20 Dissenting Opinions. In the dissenting opinion they believe that the House of Lords decision was correct and the injunction only went as far as necessary. It is for the national authorities to make the initial assessment of the danger and to judge what restrictive measures are necessary. In this case it is undeniable that it should be a decision for the House of Lords as they are better qualified. The article was of a special character as it contained new information and gave evidence that was presented in a way to suggest there was negligence on the part of the Distillers, and so was more likely to give rise to prejudgment.

21 Dissenting Opinions The national court was in a better position to decide how likely a decision was in the case of the parents who refused to settle, and therefore how dormant the case was. The restriction was only in relation to the scope of the subject matter and duration of the case, it was not a general restraint on the discussion of the issue. The House of Lords foresaw that the situation surrounding the restraint could change and so it could be withdrawn in the future.

22 Comparative Analysis Tourancheau and July v France, 24 November 2005 Pre-trial publicity, secret of criminal investigation, court reporting, prejudicial effect on jury Tourancheau published an article about a murder case, which was still under investigation, which contained extracts from the suspects’ statements and other comments contained in the case file.

23 Comparative Analysis Section 38 of the Press Act 1881 prohibits the publication of any document of criminal proceedings until the day of the hearing in court. Tourancheau and the daily newspaper were found guilty, and both suspects had been convicted in the murder case and sentenced to imprisonment. In this case the Court found that the conviction of Tourancheau and the newspaper was not a violation of Article 10. This was because the scope of the prohibition was clearly defined in s. 38 Press Act 1881, in terms of both content and duration.

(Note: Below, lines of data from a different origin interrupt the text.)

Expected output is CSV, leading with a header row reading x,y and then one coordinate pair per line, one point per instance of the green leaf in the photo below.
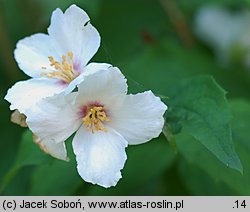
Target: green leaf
x,y
145,162
200,106
167,132
198,157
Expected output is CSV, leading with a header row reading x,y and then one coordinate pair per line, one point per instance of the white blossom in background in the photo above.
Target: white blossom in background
x,y
105,120
227,32
56,62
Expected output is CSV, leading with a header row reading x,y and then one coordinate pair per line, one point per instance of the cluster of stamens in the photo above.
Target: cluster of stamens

24 Comparative Analysis The Court agreed with the French courts justification for the conviction, that it was necessary in a democratic society of protecting the right and reputation of others and to maintain the authority and impartiality of the judiciary, and that the interest of the public in receiving such information was not enough to override those considerations. However in this case it was the smallest possible majority judgment, and the dissenting judges did not think that the breach of presumption of innocence or the impact on the impartiality of the judiciary was enough to allow the conviction to stand, and took a similar view to that in The Sunday Times case.

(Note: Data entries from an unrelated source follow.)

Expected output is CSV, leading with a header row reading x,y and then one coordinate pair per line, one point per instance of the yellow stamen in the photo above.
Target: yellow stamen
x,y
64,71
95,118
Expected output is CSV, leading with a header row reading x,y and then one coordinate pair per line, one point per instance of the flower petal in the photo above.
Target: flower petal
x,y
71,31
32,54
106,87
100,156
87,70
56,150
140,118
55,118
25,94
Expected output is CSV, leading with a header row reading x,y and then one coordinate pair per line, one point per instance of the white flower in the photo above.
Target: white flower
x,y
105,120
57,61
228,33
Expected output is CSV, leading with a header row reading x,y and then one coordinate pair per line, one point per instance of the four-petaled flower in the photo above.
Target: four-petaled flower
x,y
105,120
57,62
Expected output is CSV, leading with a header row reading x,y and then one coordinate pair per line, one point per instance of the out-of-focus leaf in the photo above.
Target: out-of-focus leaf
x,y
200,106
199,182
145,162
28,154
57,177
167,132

25 Comparative Analysis with the US News media are ordinarily free to publish information lawfully obtained Heavy presumption against the validity of prior restraints – Prior restraints are “the most serious and the least tolerable infringement on First Amendment rights”First Amendment – Sustained only where activity poses clear and present danger or serious and imminent threat to competing governmental interest, ie assuring accused a fair trial

26 Nebraska Press Association v. Stuart 1 st Amendment right to free press v. defendant’s 6 th Amendment right to fair trial Supreme Court struck down order prohibiting media from publishing information about defendant accused of murdering family There is a heavy burden on the party seeking to restrain the press. The Court looked at – 1)"the nature and extent of the pretrial news coverage." – 2) whether other less restrictive measures would have alleviated the effects of pretrial publicity. – 3) the effectiveness of an injunction in preventing the threatened danger.